Puedo entender que hay colombianos que se identifican con la plataforma pro-empresa y pro-seguridad de uno de los candidatos y que no necesariamente comparten su ideología por completo. Son conscientes de que es una persona que los representa en dimensiones relevantes para ellos, que creen que un gobierno liderado por él es mejor que la alternativa y que confían en que su determinación y energía, acompañadas de la fortaleza técnica de su equipo, son preferibles al continuismo de un gobierno que muchos consideran inefectivo.

De igual manera, elegir a un presidente no significa que debamos compartir por completo sus decisiones una vez tome posesión. Tenemos derecho a disentir, a expresar nuestro inconformismo en los temas en que haya diferencias. La escogencia no implica subordinación perpetua; significa una preferencia dada la disponibilidad de opciones al enfrentarnos a la papeleta en la casilla de votación.
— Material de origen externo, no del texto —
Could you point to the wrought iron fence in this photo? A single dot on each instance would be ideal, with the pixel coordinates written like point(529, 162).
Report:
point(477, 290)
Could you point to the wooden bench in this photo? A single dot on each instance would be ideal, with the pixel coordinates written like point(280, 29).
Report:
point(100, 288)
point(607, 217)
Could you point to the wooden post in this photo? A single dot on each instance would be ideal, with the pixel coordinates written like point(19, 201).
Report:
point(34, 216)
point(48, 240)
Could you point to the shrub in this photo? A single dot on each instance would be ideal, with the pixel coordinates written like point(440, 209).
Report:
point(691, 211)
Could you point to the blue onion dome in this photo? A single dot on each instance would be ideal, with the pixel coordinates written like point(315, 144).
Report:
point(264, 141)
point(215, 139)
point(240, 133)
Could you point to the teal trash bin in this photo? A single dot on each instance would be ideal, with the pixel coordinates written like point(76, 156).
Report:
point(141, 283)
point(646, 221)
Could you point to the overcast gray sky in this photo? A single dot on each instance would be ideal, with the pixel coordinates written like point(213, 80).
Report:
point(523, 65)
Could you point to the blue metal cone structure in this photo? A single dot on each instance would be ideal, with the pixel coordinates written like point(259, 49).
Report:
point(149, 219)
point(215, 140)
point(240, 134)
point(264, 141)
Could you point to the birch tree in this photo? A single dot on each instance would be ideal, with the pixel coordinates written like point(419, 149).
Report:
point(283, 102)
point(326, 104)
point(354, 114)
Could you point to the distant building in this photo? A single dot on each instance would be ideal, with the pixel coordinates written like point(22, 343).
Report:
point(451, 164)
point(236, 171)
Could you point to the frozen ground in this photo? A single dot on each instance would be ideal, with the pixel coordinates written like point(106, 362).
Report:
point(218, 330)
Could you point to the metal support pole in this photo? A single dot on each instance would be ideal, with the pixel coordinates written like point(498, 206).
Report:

Al mismo tiempo, el hecho de que el candidato por el cual votamos salga elegido presidente no acalla las voces de quienes votaron por la alternativa. Que haya millones de colombianos con una preferencia diferente nos indica que existe una necesidad de ver más allá de nuestras predilecciones, de reconocer que hay necesidades desatendidas que tal vez ignoremos y que, aunque no compartamos la forma en que uno de los candidatos propone solucionarlas, ese hecho no las invalida ni las invisibiliza.

Quisiera que quien salga elegido gobierne para todos los colombianos, no solo para quienes votaron por él. Es su privilegio y su responsabilidad, y es nuestro deber y derecho exigir que así lo haga. Que busque progreso, prosperidad y paz para todos; que nos una; que nos haga creer que Colombia puede ser mejor. Yo votaré por la posibilidad de que así sea.